Urban warfare is deadly to the city and its people if they are stuck in it. Unless an attacker is willing to lose a lot of its own troops to take a city, firepower is the only way to take the city. Which destroys it.

That's the problem in a nutshell of taking a city from an enemy force holding it:

The enemy could be a conventional military force, like the North Korean Army during the 1950 Battle of Seoul or North Vietnamese regulars in the 1968 Battle of Hue. It could be a nonstate paramilitary organization with military training and capabilities, like the Chechen rebels in the battles for Grozny in 1994–1995 and 1999–2000. Or it could be a well-equipped and prepared terrorist organization, like the Islamic State in the battles across Iraq and Syria since 2014. Regardless, the most destructive urban battles usually occur when an enemy force decides to defend from within a city and an opposing force has decided the city must be reclaimed or the enemy eliminated.

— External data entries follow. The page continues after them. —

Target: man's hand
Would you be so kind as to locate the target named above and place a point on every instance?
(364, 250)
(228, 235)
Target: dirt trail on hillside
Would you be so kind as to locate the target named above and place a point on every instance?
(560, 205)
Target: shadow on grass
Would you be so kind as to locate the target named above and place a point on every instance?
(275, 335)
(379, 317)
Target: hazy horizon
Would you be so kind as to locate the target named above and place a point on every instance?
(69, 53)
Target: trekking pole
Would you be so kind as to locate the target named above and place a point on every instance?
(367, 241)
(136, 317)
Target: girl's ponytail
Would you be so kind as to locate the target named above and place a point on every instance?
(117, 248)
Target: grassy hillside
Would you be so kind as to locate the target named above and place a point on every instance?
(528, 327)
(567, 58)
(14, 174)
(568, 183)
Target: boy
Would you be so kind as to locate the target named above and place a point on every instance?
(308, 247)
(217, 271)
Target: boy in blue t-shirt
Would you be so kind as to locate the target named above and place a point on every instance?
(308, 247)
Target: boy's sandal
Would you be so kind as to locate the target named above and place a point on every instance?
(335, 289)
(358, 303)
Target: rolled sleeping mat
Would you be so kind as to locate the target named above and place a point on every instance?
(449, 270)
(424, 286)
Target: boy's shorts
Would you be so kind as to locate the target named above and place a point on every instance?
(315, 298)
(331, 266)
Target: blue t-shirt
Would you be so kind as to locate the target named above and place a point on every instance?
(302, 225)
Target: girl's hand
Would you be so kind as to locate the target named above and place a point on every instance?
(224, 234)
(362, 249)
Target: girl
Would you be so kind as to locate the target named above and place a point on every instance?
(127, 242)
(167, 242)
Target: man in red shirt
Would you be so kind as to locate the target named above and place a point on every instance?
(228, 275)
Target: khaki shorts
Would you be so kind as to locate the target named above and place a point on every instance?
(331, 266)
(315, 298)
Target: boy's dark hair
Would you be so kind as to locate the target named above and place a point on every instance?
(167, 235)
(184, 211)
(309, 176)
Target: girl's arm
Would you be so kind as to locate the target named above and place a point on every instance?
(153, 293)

We appear to be approaching the problem frontally by trying to avoid destroying a city (mega-cities has been a big buzz word these days) in the context of our campaign objective in the theater in order to save the city.

I'm skeptical we can figure out how to take a city without destroying it from determined defenders and think we should attempt to define what parts of a city we need to take (and likely destroy to avoid needlessly sacrificing friendly troops) in order to avoid destroying the entire city by taking the entire city when we don't need the entire city.

And really, why do we expect to routinely need to fight in cities when our experience since World War II is so sparse?

The few examples include the 1968 Battle of Hue, Panama City in 1993, Baghdad in 2003, Fallujah (twice) in 2004, Ramadi in 2006, and Sadr City in 2008.

And in World War II, the only battles for cities that I can think of that we fought are Aachen and Manila.

Maybe we haven't needed to take (and so destroy) a city that often. Maybe we should spend more time figuring out whether we really need to be able to take an entire city in the future.